Tornando alla competizione elettorale continentale, sono due invece le messinesi nella lista dell’Italia dei Valori. La più nota è Sonia Alfano (nata il 15 ottobre 1971), candidata alla presidenza della Regione nell’ultima tornata elettorale con la lista degli “Amici di Beppe Grillo” e figlia del giornalista Beppe, ucciso dalla Mafia. Funzionario della Regione Sicilia, sindacalista e coordinatrice di soccorsi in emergenze, si presenta con il partito di Antonio Di Pietro da indipendente. La Alfano, dal febbraio del 2008, insieme ad altre 40 persone, costituisce l’Associazione Nazionale dei Familiari delle Vittime della mafia, della quale viene eletta Presidente all’unanimità, mentre dal 2007 al marzo 2009 è stata coordinatrice regionale del movimento antimafia Ammazzateci tutti.
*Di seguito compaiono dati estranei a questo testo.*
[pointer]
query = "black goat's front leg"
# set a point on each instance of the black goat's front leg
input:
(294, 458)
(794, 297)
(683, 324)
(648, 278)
Storiche le sue battaglie contro Cosa Nostra, come quella del novembre 2007, quando in segno di protesta s’incatena al cancello della Prefettura di Palermo chiedendo l’equiparazione delle normative previste per i familiari delle vittime della mafia e per i familiari delle vittime del terrorismo.

L’altra nostra concittadina è invece la giovane Paola Calorenne (nata a Milazzo il 28 aprile 1981), cresciuta nei Ds e delusa dall’esperienza nel Partito democratico. La sua esperienza politica inizia nel 1992, a soli 11 anni, quando aderì all’Associazione dei Commercianti contro il pizzo di Capo D’Orlando, comune nel quale ha vissuto fino a 13 anni. Lì avvenne l’incontro con la Rete e il suo fondatore Leoluca Orlando, allora sindaco di Palermo. La prima tessera di partito arrivò invece a Roma, all’università, nella sezione DS di Cinecittà, fino allo scioglimento di quest’ultima. Poi il lavoro delle Assemblee Nazionali e il mancato coinvolgimento. Racconta tutta la sua avventura elettorale su un blog (http://paolacalorenne.myblog.it/). Si è laureata all’Università -La Sapienza- di Roma, facoltà Scienze della Comunicazione -Curriculum Linguaggi e tecnologie del giornalismo e dell’informazione-, e adesso è precaria: fa la commessa presso un negozio di abbigliamento sportivo ed è specializzanda in -Comunicazione Istituzionale, Pubblicità e Marketing-. Ha all’attivo uno stage a Raitre e ha lavorato anche in tv, nelle reti capitoline “Roma Uno” e -Canale10news- e in alcuni programmi trasmessi in emittenti locali di Messina.

Nell’Idv, rilevante e ricca di significati, soprattutto mediatici, anche la candidatura del magistrato Luigi De Magistris. Questa la composizione delle lista: Leoluca Orlando, Antonio Di Pietro, Sonia Alfano, Emilio Arcuri, Paola Calorenne, Luigi De Magistris, Salvatore Messana (ex Pd e sindaco uscente di Caltanissetta), Gian Maria Uggias.

Presenta un nostro concittadino anche “Sinistra e Libertà”, che raccoglie i Verdi, il Movimento per la Sinistra di Nichi Vendola, il Partito Socialista di Nencini, Sinistra Democratica e Unire la Sinistra. Si tratta di Maurizio Rella, che dopo aver militato a lungo nei Ds, si era candidato al consiglio comunale nelle ultime elezioni amministrative con l’Italia dei Valori. In passato è stato consigliere del 7° quartiere, per due legislature, eletto nelle liste del Pci; ha diretto la sezione -Togliatti- dei Ds di Messina; nel 1985 ha fondato -LegaAmbiente- di Messina, dando il via a diverse battaglie ambientaliste che hanno da sempre caratterizzato la sua azione. E’ stato anche consigliere comunale a Messina nel 2005, ma ha poi dovuto -consegnare- il posto a Santino Morabito, che aveva presentato ricorso sulla sua mancata elezione per degli errori nel conteggio delle schede, vincendolo. Sul suo sito personale campeggiano ancora gli slogan dell’ultima candidatura.